57. Janji Daffa

2.8K 228 35
                                    

Hello, saya kembali. 💅

Baca ya?

Tengkyuh.

*****

"AYAH!!"teriak Nila dengan lantang menggetarkan seluruh penduduk yang tengah mengadakan Rapat yang dipimpin oleh Cakra--Ayahnya sendiri. Ia masuk begitu saja tanpa mengetuk maupun permisi.

Nila yang tak tahu akan apapun hanya bisa meringis dan menutup mulutnya, malu juga, karena saat ini ia menjadi pusat perhatian para sugar Daddy yang tengah berkumpul. Pria-pria setengah umur yang begitu tampan berbalut jas yang begitu pas di badannya.

Ups sorry!

"A--awww!"

Nila meringis, mendapatkan tarikan di telinganya. Ia mengikuti langkah Cakra yang mengajaknya keluar dari ruangan itu. Cakra sungguh kesal, sudah bad mood ditinggal Haris yang membuatnya terlihat ngah-ngoh, dan kini dibuat super bad mood lagi akibat tingkah Nila yang tidak sopan. "Ish, males tau gak sama kamu! Malu-maluin!"gerutu Cakra, menjauhkan tangannya dari telinga Nila.

"Ya mana saya tau kalau Ayah ada Rapat!"balasnya dengan tak kalah sengit. Nila tak hentinya mengusap telinganya yang memerah dan terasa panas.

Cakra bertolak pinggang menatap Nila dari atas Sabang sampai Merauke, kedua bola matanya menjadi pusat perhatian. Ia mengernyitkan keningnya, mensejajarkan wajahnya untuk meneliti wajah Nila yang terlihat ada perbedaan. Ia menyentil keningnya dan berdecak. "Abis nangis ya? Kenapa? Di smackdown Sakra?"

Nila menggeleng. Kalaupun di Smackdown, ia tak mungkin bisa kalah. Paling juga hanya menangis dan mengadu saja.

"Lah terus? Pasti ada yang ingin kamu omongin ke Ayah ya? Yaudah ngomong aja. Ayah akan ladenin kecuali segala hal yang berhubungan dengan uang. Ayah miskin."

Jujur sekali ayahnya itu. Selalu saja menegaskan kalau tidak pernah punya uang. Lagian, siapa yang mau minta uang?

"Emang bener kalau Ayah Haris mau nikah sama Tante Dilla?"tanyanya, sat-set.

"Iya, kenapa?"jawab Cakra, dengan santainya. Padahal lawan bicaranya ini tengah kepanasan setengah hidup mendengar jawabannya.

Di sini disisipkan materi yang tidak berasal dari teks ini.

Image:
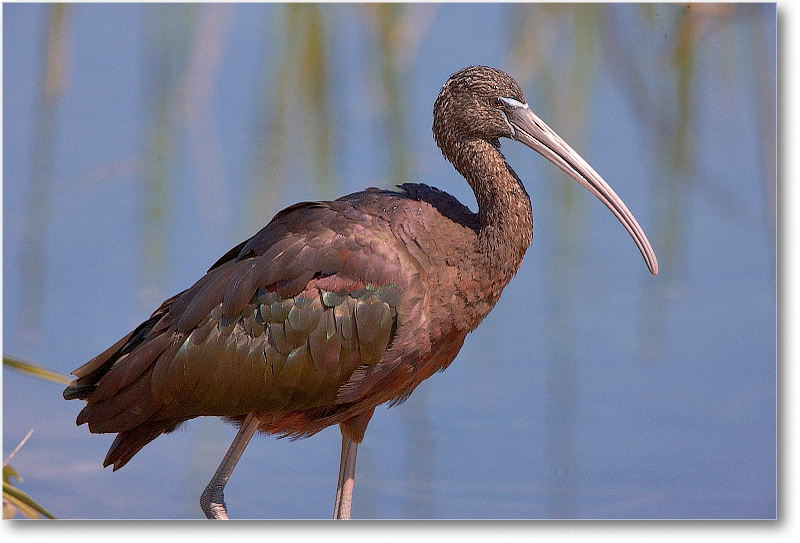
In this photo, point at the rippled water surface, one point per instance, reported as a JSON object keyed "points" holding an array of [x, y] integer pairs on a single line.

"Kok Ayah gak kasih tau aku?"protesnya.

"Lupa."

Nila kesal, ia memukul dada Cakra tapi wajahnya kembali menunjukkan raut kesedihan. Kedua bola matanya sudah berair, bibirnya sudah bergetar dan sepertinya sebentar lagi akan turun badai dari mata Nila. "Lupa apa pura-pura lupa sih, Yah?"sendunya, tangan Nila menarik dasi Cakra untuk ia gunakan sebagai lap ingus. 'Sroot!'

"Kamu nangis karena Haris?"

"I-iya. Kalau ayah Haris nikah nanti dia lupa sama aku karena punya keluarga sendiri, terus aku gimana? Siapa nanti yang mau belanjain aku? Kan, Ayah miskin. Siapa juga nanti yang akan antar jemput aku? Ayah kan paling hemat bensin. Terus kalau aku dimarahin, siapa yang bakal lindungi aku? Hiks! Ish, aku sedih Ayah, gak mau Haris nikah sama orang lain, boleh gak sih jadi pelakor?"

"Hemm.. Agak lain emang anak ini."cicit Cakra, lelaki itu mengusap jenggotnya yang tembus pandang. Ia berdecak kembali menatap Nila. "Jangan sampai, hidup jadi pelakor gak akan buat kamu bahagia. Ayah tau sedekat apa kalian tapi tetap harus pikir kebahagiaan masing-masing, jangan egois. Haris udah tua juga asal kamu tau itu! Sebelum singkongnya keriput, dia memang harus menikah secepatnya."

"Terus aku gimana?"

"Lah kamu ini siapanya Haris sih kok kayak gelisah gitu? Harusnya kamu ikut seneng, doain dia supaya pernikahannya gagal atau gimana kek, ishh---"Cakra mengerucutkan bibirnya, ia mencubit lengan Nila sekilas tapi tidak menimbulkan rasa sakit. "Se-sebenarnya Ayah juga gelisah, kalau Haris nikah nanti gak ada yang jadi babunya Ayah di sini, Ayah gak bisa santai-santai lagi."